My grandparents met in the Panama Canal Zone. There, Sylvain Misrahi and Pearl Sper (on my father’s side) and Saul Moishe (Martin) Isaacs and Ethyl Hiller (on my mother’s) gave birth to their only children, Robert Misrahi and Gloria Isaacs, respectively, my parents. Both families encouraged education, music, and sports, all of which filled my childhood in the Los Angeles suburbs of the San Fernando Valley during the 1960’s.
My mother and father, with college educations in anthropology and aerospace engineering, respectively, made a home in which curiosity, discussion, and science were common. I can remember vividly my mother actively supporting civil rights for minorities in the early 1960’s, and my father explaining the ingenuity behind jet engines, supersonic flight, and the Space Shuttle. When my parents bought me a used, 4 1/4-inch Newtonian telescope, I would climb out my window onto the patio roof every night to examine the planets, nebulae, and the galaxies. Saturn’s rings still seem spectacular to me.
I enjoyed the public schools in Los Angeles from 1959 to 1972. I struggled to do well in classes, but was mesmerized by chemistry and physics in high school. The structure of atoms and the grandeur of galaxies seemed intimately linked. At UCLA, I played cello in the orchestra and sports in the intramural leagues. But I spent most of my time in the physics library. Among my many inspiring professors were Ray Orbach, George Abell, and Mike Jura. When I floundered at a simulation of heating and cooling balance in interstellar gas, professor Jura admonished me, “If nature can do it, so can you.” That can-do attitude proved invaluable later in detecting planets.

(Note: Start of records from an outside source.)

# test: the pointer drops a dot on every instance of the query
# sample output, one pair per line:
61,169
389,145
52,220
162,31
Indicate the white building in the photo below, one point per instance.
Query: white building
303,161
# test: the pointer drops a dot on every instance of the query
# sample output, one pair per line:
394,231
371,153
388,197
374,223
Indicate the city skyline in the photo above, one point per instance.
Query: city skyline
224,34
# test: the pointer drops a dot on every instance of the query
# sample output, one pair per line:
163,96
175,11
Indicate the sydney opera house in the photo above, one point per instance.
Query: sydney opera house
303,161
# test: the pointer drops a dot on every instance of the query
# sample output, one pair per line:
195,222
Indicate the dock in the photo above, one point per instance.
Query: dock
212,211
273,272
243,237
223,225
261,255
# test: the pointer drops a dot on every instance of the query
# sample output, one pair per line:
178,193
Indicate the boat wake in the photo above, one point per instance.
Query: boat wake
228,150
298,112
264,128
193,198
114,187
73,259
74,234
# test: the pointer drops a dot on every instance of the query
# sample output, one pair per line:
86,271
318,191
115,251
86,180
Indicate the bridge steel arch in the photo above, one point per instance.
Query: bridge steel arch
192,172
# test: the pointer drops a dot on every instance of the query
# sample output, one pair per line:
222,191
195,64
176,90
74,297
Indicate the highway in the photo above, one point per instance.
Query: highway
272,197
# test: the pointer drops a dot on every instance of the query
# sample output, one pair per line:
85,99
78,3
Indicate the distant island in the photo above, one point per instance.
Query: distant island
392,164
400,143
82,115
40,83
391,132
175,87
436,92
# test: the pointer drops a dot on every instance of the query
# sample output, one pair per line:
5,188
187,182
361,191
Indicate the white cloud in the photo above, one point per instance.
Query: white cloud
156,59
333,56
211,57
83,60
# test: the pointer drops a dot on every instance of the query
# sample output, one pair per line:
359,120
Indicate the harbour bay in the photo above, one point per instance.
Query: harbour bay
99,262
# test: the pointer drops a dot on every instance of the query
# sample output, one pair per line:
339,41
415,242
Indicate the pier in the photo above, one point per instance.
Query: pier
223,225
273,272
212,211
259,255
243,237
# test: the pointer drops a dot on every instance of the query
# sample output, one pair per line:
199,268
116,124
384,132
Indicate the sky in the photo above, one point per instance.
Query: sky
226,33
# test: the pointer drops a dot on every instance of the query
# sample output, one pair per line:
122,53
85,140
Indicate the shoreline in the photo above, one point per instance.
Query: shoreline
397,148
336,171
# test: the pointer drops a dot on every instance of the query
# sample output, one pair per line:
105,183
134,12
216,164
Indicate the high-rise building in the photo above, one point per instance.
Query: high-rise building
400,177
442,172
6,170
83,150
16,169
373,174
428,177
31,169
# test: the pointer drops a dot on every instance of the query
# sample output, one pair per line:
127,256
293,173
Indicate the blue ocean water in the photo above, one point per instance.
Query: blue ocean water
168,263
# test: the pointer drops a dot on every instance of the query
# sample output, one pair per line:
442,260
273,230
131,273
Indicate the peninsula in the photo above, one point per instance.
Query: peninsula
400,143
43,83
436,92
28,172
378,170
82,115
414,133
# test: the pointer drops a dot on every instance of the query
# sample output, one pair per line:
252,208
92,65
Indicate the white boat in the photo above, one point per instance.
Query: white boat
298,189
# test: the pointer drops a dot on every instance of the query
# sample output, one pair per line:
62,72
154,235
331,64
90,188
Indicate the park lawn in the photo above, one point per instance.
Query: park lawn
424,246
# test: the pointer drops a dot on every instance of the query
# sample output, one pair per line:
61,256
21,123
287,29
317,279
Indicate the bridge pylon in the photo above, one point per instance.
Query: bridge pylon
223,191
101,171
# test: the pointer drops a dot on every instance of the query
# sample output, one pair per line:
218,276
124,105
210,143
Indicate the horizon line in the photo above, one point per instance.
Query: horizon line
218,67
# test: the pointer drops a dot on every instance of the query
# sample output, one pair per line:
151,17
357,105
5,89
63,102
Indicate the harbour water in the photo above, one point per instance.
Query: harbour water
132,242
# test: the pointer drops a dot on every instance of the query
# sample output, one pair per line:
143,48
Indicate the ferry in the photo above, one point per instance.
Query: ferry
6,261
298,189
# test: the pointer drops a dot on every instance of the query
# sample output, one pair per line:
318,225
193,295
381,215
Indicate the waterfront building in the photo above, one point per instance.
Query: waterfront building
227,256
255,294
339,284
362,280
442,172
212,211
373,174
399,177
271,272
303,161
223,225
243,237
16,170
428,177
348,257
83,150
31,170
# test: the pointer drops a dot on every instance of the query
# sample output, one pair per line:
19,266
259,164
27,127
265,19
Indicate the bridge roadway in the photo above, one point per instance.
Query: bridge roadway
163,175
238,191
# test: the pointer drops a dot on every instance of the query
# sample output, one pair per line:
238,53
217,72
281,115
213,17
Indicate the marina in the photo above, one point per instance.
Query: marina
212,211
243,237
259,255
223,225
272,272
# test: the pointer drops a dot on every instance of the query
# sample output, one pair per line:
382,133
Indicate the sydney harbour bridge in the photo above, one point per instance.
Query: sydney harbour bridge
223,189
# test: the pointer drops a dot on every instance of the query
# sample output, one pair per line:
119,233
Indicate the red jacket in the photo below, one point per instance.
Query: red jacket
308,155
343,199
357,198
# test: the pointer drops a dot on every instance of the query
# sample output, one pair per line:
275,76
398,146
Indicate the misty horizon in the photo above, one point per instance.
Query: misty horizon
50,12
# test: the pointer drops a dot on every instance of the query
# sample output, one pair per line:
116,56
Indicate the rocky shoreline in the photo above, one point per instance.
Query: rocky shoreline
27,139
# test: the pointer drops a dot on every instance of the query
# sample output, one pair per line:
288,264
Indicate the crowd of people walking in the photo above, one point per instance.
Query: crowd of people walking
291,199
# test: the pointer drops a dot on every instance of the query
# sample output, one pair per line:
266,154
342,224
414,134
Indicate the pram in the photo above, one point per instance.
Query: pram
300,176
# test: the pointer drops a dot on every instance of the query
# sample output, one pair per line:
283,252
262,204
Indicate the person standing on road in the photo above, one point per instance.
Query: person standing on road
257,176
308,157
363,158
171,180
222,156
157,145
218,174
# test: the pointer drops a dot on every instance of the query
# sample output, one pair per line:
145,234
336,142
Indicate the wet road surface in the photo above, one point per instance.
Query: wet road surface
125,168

In graduate school at UC Santa Cruz, Dr George Herbig took me to the Lick Observatory “120-inch” telescope every month, where he taught me the value of painstaking care in observational astrophysics. He taught me stellar spectroscopy, and gave me a project to measure Doppler shifts of “T Tauri” stars. Challenged by invisible systematic errors, I wondered if Doppler shifts could be measured to arbitrarily high precision. Meanwhile, a young professor, Steven Vogt, built new, high resolution spectrometers and detectors that ultimately would make planet detection possible.

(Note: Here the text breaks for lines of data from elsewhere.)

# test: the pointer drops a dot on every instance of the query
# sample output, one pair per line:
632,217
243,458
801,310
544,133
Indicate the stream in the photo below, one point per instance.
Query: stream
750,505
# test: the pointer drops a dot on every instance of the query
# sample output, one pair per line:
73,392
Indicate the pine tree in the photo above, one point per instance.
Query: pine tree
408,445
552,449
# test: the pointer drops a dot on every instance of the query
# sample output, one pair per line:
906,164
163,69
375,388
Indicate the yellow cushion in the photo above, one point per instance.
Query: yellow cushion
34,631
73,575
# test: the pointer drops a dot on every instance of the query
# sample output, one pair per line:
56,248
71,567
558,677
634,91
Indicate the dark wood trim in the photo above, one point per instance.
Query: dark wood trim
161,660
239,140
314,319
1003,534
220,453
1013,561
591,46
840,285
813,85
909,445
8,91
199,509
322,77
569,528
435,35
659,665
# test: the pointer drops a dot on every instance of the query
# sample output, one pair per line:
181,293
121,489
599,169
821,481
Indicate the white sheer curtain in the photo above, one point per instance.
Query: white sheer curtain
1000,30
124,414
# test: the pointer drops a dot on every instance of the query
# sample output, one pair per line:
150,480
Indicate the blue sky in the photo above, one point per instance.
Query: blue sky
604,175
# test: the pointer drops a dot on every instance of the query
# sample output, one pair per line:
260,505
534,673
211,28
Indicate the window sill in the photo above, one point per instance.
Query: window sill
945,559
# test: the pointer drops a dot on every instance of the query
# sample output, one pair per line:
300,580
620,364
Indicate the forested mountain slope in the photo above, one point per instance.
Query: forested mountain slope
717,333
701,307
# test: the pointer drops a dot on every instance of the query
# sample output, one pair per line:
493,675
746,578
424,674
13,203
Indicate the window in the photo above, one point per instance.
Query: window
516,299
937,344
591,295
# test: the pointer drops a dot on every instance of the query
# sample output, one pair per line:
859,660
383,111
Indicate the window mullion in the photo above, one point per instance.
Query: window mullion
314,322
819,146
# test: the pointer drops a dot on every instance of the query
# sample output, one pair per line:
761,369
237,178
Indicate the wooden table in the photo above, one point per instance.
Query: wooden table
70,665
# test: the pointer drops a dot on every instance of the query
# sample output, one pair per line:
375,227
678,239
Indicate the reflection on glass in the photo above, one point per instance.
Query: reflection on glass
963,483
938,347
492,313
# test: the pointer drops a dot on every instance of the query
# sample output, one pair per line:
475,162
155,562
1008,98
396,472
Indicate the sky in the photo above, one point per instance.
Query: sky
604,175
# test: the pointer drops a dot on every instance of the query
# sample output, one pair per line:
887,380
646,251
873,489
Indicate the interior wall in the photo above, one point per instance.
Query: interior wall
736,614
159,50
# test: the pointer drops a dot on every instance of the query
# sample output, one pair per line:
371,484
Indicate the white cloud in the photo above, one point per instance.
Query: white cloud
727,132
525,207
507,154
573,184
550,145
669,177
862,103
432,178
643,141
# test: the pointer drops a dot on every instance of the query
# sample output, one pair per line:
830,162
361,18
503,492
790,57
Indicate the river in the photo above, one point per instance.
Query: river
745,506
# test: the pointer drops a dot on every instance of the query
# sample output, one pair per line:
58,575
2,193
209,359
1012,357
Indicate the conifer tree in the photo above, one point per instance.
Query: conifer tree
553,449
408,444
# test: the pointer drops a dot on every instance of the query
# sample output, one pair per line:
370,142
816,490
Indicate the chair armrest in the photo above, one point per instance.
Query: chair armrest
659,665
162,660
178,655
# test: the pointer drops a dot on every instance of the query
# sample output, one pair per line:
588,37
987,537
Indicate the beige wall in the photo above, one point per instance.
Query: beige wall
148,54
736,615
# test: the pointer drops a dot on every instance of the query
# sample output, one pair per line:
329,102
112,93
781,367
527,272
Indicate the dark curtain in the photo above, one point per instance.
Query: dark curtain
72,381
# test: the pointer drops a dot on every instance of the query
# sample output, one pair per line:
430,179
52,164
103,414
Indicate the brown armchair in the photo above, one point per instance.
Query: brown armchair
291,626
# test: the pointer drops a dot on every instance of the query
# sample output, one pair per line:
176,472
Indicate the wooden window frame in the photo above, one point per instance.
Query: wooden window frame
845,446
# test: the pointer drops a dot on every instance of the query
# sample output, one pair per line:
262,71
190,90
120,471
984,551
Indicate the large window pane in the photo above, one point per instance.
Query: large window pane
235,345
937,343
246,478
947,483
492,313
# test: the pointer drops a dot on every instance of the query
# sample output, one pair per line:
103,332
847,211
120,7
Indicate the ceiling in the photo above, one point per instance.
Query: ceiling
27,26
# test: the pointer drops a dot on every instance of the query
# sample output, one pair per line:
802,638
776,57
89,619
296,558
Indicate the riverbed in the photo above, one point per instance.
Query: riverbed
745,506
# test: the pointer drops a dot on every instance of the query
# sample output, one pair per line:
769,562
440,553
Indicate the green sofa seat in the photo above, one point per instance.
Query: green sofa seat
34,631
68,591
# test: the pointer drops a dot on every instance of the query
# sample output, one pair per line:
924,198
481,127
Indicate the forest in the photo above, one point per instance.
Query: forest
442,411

After finishing my PhD dissertation on the Zeeman effect in Sun-like stars, I received a Carnegie Fellowship at the “Mt Wilson and Las Campanas Observatories” in Pasadena. During my first year there, I suffered from feelings of inadequacy and incompetence. My Zeeman work had been criticized and indeed I saw little future in it. One morning in the shower, I decided to hunt for planets around other stars.
I took a faculty position at San Francisco State University and met a brilliant student there, Paul Butler, who was pursuing both a bachelor’s degree in chemistry and a Master’s degree in physics. We decided to search for planets, inspired by the Canadian astronomer, Bruce Campbell, who cleverly employed Hydrogen Flouride gas as a wavelength standard. In 1986, Paul hunted for a chemical alternative to hazardous HF gas, finally settling on molecular iodine at 50 C as optimal. We had no access to telescopes, but Lick Observatory generously gave us a few nights on the 24-inch “CAT” telescope and one or two nights during full moon on the “120- inch” telescope each semester. From 1987-1995, we took repeated spectra of 120 nearby stars, but our Doppler shift precision was no better than 15 meters per sec. When we told other astronomers about our search for extrasolar planets, they would usually smile politely, look down at their shoes, and change the subject.
However, Paul and I spent thousands of hours inventing and testing a wide variety of computer algorithms to improve the Doppler precision. A breakthrough came in the early 1990’s when we realized that the spectrometer’s instrumental profile was smearing the spectrum asymmetrically, causing false Doppler shifts. When Paul went to the University of Maryland to obtain a PhD, he continued the development of the Doppler code while we also continued to acquire spectra at Lick. Paul was the engine that powered our planet search to success.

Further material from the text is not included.